We intend the lab to be interactive. We tried to write this manual in a way that keeps you thinking about what you’re doing, but we also want you to consult freely with lab instructors, the student assistant, and other students. The questions in the lab manual are meant to stimulate such conversation. In some cases there is no single answer, or the answer is beyond the scope of class material. We ask that you answer the questions as you come to them in lab, so it will be easier for you to discuss them with us.
The Lab Notebook
The most important thing to know is that it’s your notebook. You are writing notes in your own words, for you to read and understand later. It’s not a report that you’re writing for the instructor. It’s more like a diary. Each experiment should begin with a title, purpose and your partner’s name. The notebook is supposed to be an accurate record of what happened when you did the lab. That means you write down what you do when you are doing it, not the night before or a few days later. It must be sufficiently detailed to “stand alone”; that is, you or the grader should be able to understand what happened without also having to look at the lab manual. Diagrams are especially helpful in accomplishing this. The notebook is supposed to indicate the order in which things happened. That means it’s strictly chronological. Never leave blank spaces with the idea of coming back later to fill them in. It’s supposed to indicate everything that happened.
Thus you write only in the notebook, never on “scrap paper”. It also means that if you make a mistake, you don’t erase, obliterate, use white-out, or tear out the page – just draw a single line through the mistake or a single cross through the page or section of page that should be ignored. You should still be able to read the supposedly mistaken information – it can happen that the mistake actually tells you something valuable that you’ll want to know later. The notebook is supposed to indicate when things happened, so each page must be dated. Because your notes are strictly chronological, you often need to refer back to something written earlier. That means the pages must be numbered like the pages of a book–if your first experiment ends on page 17, the second begins on page 18, and the last page in the book is page 160 or so. Sometimes you need to refer forward. If you break off an analysis on page 30 and pick it up again five pages later, label the break off point with something like “continued on page 35″ (O.K., in this case you are allowed to write something out of strict chronological order!), and on page 35 write “continued from page 30″. Your conclusion should always restate the purpose of the lab, the final results and whether they agree with each other and/or an accepted value, greatest sources of uncertainty, and suggestions for improvement.
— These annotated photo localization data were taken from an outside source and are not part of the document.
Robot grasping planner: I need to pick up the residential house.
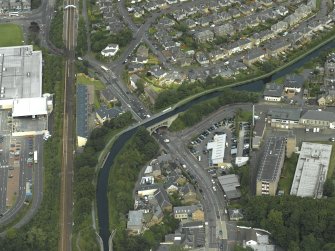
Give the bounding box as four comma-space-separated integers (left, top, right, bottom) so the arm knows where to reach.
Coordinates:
101, 44, 119, 57
294, 4, 312, 19
229, 8, 241, 18
127, 62, 144, 73
218, 174, 241, 200
95, 105, 122, 124
195, 51, 209, 65
76, 85, 89, 147
173, 205, 204, 221
100, 85, 117, 104
164, 183, 178, 194
283, 13, 302, 27
198, 16, 210, 27
228, 208, 243, 221
284, 74, 304, 93
263, 83, 284, 102
300, 110, 335, 129
259, 0, 273, 8
136, 45, 149, 59
129, 74, 141, 90
318, 89, 335, 106
184, 18, 197, 29
214, 23, 235, 36
271, 21, 288, 33
137, 184, 159, 197
276, 5, 288, 17
243, 47, 268, 66
264, 38, 291, 57
194, 30, 214, 43
158, 17, 176, 27
148, 66, 167, 80
154, 187, 172, 212
179, 183, 197, 204
127, 210, 144, 235
133, 6, 145, 18
172, 9, 187, 21
208, 50, 227, 62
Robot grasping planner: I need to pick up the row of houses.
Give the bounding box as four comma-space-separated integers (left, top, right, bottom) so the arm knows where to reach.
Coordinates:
252, 108, 335, 149
97, 0, 125, 34
127, 154, 204, 234
0, 0, 31, 14
256, 135, 332, 198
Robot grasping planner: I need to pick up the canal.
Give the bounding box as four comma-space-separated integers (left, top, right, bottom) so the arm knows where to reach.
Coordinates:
96, 38, 335, 251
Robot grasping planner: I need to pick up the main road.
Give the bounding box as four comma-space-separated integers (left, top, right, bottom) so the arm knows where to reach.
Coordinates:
59, 0, 77, 251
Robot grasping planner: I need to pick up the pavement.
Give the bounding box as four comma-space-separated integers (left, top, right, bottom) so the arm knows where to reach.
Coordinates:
58, 0, 79, 251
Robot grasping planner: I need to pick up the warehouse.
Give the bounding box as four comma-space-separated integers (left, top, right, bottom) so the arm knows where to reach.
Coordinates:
291, 142, 332, 198
256, 137, 286, 195
207, 134, 227, 166
0, 45, 53, 136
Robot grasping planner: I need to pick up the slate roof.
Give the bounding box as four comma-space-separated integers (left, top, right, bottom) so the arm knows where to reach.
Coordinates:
301, 110, 335, 122
263, 83, 284, 97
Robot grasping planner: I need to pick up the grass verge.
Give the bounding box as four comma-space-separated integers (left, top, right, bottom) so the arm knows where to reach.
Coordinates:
0, 24, 23, 47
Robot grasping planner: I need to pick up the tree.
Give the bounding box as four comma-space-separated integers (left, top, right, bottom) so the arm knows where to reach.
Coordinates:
323, 179, 335, 197
263, 209, 287, 247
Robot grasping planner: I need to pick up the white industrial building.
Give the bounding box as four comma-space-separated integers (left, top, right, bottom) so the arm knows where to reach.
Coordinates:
291, 142, 332, 198
0, 45, 52, 136
207, 134, 227, 166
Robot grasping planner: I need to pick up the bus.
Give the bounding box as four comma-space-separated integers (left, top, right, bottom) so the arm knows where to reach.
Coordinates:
8, 11, 19, 17
101, 65, 108, 71
34, 151, 38, 164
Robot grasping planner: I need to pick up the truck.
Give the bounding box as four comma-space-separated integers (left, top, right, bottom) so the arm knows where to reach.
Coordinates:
34, 151, 38, 164
100, 65, 108, 71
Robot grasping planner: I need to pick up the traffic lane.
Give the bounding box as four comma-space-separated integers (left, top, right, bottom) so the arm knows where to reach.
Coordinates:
0, 167, 8, 213
167, 143, 219, 246
181, 103, 252, 141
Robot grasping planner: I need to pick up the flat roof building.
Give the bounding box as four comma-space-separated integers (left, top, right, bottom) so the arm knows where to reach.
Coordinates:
267, 108, 301, 129
207, 134, 227, 166
256, 137, 286, 195
218, 174, 241, 200
76, 85, 89, 147
0, 45, 53, 136
0, 45, 42, 100
290, 142, 332, 198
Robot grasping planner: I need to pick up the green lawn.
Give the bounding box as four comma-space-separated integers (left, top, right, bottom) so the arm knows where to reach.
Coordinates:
278, 154, 299, 194
0, 24, 23, 47
77, 73, 105, 91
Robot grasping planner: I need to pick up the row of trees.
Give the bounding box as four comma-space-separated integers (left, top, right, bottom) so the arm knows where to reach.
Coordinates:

Finally, the notebook is supposed to be a permanent record, so use pen only, and never insert loose papers. Use the tape provided in lab to immediately fasten individual computer plots or printouts to separate notebook pages.
There are penalties for late labs that are noted on the Laboratory Grading Guidelines page. A lab turned in less than 19 hours late will receive a 2-point penalty. If the lab is more than 19 hours late it will receive a 5-point penalty for that day and another 5 points for each day beyond the first day. The maximum penalty for a late lab is 20 points. Labs turned in beyond 4 days late will receive a maximum grade of 16/36, however must still be completed in full (in-lab and take home analysis must be completed). Because labs are an important part of an introductory course and there are only 5 lab experiments, you must complete all 5 labs to pass the course!